Después de transferir la producción de insulina a la independiente Fundación de Insulina Nordisk en 1925, el desarrollo de medicamentos de LEO Pharma cambió su enfoque a productos hormonales. La empresa trabajó sistemáticamente en el aislamiento de hormonas a partir de la orina de mujeres y yeguas gestantes. El conocimiento obtenido permitió que LEO Pharma alcanzara una inmejorable posición para producir fármacos competitivos durante el medio siglo siguiente.
Kongsted, el fundador de LEO Pharma y contribuidor principal a la industria medicinal danesa, falleció en 1939. A comienzos de la segunda guerra mundial, en una Europa alborotada, el yerno de Kongsted, el Dr. Knud Abildgaard, asumió el timón de la empresa. En la proximidad del final de la guerra, LEO Pharma llegó a ser la primera empresa fuera del Reino Unido y de los EE.UU. en producir penicilina; hay que añadir que la empresa suministraba penicilina a la resistencia mientras mantenía el secreto de su producción a las fuerzas de ocupación alemanas.
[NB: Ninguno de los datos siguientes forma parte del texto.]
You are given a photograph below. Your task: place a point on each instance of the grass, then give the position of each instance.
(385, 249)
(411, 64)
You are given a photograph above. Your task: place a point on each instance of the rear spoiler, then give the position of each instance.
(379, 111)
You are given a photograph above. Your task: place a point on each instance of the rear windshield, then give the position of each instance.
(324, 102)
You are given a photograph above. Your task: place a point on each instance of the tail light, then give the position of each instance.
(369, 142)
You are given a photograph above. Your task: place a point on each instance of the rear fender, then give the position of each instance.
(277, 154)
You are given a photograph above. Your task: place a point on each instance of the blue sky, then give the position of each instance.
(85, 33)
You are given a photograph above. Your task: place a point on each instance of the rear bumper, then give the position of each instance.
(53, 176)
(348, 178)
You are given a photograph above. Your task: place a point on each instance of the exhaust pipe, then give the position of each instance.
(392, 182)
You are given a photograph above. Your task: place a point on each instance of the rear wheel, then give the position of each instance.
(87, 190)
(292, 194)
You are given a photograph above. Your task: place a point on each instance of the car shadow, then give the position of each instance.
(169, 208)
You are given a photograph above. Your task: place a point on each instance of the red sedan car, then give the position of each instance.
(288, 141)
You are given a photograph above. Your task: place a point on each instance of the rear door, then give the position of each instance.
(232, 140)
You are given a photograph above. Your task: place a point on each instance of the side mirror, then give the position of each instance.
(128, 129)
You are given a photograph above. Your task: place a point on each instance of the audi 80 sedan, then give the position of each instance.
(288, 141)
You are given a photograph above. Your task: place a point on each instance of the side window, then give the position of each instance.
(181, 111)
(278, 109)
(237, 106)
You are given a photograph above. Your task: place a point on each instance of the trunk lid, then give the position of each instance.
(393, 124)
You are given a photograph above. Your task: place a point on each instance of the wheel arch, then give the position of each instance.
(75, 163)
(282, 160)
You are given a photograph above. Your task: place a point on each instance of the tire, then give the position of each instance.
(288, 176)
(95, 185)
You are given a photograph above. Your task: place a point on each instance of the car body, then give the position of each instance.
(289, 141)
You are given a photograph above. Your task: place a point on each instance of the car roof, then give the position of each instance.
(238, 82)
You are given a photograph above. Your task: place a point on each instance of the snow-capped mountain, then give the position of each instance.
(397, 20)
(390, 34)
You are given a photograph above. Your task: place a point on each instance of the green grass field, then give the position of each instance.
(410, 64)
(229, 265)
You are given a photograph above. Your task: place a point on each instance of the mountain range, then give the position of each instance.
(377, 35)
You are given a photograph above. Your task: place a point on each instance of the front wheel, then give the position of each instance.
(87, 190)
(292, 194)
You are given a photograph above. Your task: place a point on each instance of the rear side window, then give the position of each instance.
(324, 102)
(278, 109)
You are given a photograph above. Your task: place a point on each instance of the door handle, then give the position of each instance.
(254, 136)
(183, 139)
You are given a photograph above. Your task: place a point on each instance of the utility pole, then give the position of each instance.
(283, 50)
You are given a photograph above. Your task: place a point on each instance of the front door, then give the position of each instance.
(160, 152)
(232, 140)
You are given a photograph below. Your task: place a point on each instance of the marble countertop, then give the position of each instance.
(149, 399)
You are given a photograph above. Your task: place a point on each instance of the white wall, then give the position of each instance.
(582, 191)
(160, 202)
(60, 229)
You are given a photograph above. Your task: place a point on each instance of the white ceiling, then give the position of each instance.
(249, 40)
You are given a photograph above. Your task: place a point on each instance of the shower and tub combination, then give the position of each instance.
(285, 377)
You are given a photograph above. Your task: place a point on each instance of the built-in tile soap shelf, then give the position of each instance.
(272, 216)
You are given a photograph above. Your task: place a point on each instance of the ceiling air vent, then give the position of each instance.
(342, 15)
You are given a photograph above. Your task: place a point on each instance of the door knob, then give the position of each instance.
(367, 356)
En el año 1945, LEO Pharma empleaba a más de 200 personas y su cifra de negocios anual era de 3,7 MDKK. La lista de precios de LEO contenía aproximadamente 230 productos de marca.
En la postguerra, LEO Pharma lanzó una sucesión de fármacos competitivos para mejorar las vidas de pacientes afectados de dermatitis atópica, impétigo y trastornos renales en todo el mundo. De 1949 a 1959, LEO Pharma trasladó toda la producción a su sede social actual, en Ballerup, Dinamarca, y comenzó a exportar productos farmacéuticos. En el curso de los 25 años siguientes se establecieron globalmente nueve oficinas filiales y se lanzó un cierto número de medicamentos, hoy día presentes todavía en el mercado.